There is one important way in which Barack Obama is not the second coming of JFK: Ireland is not even on his list of symbolic (let alone political) concerns. This may be a bitter pill to swallow for the good people of Moneygall, Co Offaly, the president-elect's "ancestral" home, whence his shoemaking great-great-great grandfather lit out for the gold-paved streets of New York in 1850, but it's true.


Even after he ends all the wars in the Middle East, solves the economic crisis and reverses global warming, Obama's not going to care about us, despite Ireland coming right between Iraq and Israel in an alphabetical list of sovereign states.


Considering the state of both those countries, you might think American indifference is just what we need. But reflect on this: Obama's an economic protectionist. Remember all those US multinationals – Dell, Microsoft, Intel – we've come to depend on for export income and tax revenue? Well, he wants to bring their jobs and profits home – his home, not yours.


In other words, all the Irish people deliriously celebrating Obama's victory last week are turkeys voting for Christmas, a fact hiding in plain sight for months, but dawning on commentators only last week.

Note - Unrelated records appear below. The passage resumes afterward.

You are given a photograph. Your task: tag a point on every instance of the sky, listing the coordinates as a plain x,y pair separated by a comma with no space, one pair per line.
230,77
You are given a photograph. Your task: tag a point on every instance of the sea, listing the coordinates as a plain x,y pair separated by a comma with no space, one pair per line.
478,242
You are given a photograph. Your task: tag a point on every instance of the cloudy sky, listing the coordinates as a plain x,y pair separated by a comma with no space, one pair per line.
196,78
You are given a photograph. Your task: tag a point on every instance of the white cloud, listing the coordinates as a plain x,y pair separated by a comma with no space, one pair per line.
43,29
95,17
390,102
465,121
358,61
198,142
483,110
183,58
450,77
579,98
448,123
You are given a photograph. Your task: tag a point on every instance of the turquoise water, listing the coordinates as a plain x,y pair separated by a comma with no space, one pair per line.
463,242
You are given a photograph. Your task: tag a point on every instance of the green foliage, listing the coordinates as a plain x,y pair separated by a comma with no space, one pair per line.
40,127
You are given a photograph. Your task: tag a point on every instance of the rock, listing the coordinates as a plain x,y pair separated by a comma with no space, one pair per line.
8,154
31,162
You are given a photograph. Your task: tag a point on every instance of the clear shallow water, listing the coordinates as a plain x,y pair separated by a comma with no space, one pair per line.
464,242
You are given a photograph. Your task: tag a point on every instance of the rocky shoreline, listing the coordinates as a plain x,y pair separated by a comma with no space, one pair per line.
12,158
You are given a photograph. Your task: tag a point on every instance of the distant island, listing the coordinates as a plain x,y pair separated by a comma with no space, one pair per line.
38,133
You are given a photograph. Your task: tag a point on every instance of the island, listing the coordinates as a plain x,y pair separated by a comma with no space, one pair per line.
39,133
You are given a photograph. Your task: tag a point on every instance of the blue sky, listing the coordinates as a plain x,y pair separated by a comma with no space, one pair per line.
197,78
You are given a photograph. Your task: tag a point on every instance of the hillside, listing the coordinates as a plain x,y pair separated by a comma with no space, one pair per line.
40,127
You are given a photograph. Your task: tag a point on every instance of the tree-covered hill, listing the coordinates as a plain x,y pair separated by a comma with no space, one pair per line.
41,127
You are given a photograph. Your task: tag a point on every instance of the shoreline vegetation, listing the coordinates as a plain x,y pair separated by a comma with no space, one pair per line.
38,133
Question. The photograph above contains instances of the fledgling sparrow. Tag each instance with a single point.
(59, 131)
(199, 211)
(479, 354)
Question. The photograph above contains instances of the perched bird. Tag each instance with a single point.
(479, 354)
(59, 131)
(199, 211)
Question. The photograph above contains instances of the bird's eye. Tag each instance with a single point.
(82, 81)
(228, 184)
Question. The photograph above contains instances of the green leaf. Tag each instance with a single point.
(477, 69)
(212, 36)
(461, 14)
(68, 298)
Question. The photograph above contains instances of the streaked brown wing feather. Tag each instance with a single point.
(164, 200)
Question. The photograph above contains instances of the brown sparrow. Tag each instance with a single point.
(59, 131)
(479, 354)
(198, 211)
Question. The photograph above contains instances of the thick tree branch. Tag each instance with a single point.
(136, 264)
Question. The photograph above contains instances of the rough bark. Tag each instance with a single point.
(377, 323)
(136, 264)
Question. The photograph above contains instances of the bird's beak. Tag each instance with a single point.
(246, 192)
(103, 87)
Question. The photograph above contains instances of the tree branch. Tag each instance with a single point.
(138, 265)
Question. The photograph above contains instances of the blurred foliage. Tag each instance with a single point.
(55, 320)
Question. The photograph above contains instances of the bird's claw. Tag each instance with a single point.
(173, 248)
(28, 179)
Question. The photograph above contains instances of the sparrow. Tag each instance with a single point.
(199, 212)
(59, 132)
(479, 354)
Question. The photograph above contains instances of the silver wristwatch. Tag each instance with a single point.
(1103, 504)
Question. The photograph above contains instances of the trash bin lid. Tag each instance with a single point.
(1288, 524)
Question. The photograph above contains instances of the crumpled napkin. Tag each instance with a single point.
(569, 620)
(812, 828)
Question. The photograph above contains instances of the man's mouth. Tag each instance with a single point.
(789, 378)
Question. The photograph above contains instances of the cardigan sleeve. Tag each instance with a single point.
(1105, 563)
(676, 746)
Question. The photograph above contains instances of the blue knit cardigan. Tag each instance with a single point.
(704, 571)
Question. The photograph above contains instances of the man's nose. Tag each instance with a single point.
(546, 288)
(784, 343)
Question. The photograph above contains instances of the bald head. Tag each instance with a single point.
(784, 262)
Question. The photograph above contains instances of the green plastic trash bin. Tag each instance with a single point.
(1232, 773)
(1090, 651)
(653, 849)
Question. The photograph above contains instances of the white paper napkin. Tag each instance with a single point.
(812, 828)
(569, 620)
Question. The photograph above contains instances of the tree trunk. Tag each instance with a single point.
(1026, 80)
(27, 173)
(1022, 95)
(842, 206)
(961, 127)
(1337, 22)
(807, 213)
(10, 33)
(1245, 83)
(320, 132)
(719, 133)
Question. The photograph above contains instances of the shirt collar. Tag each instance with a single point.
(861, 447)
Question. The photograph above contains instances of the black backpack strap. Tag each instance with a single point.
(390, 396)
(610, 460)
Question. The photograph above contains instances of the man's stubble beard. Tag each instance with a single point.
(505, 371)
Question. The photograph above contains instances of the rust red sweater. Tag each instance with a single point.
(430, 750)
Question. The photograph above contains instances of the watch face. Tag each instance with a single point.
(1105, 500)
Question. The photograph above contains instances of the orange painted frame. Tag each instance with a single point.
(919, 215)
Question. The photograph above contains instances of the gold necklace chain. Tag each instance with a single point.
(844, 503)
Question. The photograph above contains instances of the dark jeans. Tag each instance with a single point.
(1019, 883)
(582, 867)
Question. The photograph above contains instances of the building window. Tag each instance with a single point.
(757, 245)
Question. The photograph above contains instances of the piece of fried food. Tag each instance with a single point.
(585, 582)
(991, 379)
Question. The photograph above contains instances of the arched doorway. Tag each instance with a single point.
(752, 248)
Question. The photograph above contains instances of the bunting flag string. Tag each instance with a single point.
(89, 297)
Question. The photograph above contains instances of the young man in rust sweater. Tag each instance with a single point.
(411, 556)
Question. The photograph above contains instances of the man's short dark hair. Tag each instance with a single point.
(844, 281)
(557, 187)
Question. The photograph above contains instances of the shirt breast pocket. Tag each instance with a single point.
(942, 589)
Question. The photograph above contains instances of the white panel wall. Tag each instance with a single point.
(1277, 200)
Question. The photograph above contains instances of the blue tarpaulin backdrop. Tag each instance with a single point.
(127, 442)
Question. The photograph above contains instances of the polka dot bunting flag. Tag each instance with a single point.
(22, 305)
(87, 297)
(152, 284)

Give the government credit for recognising this threat early, though: it got tánaiste Mary Coughlan on a flight Stateside the day before the US election to do a lobbying tour of five major cities. The idea is to drum up interest in more US foreign direct investment in Ireland to add to the 480 companies and 95,000 jobs already provided here by our American friends. No doubt she'll be reminding her hosts that Irish firms provide 80,000 jobs on the other side of the pond, too.


Whether Obama enacts legislation to repatriate foreign income from US multinationals remains to be seen. But such a move will play especially well among the blue-collar white voters whose endorsement he didn't win last Tuesday, so it can't be ruled out as part of the Democrats' strategy for the elections in 2010 and 2012.


Enjoy the election hangover while it lasts. We'll sober up soon enough.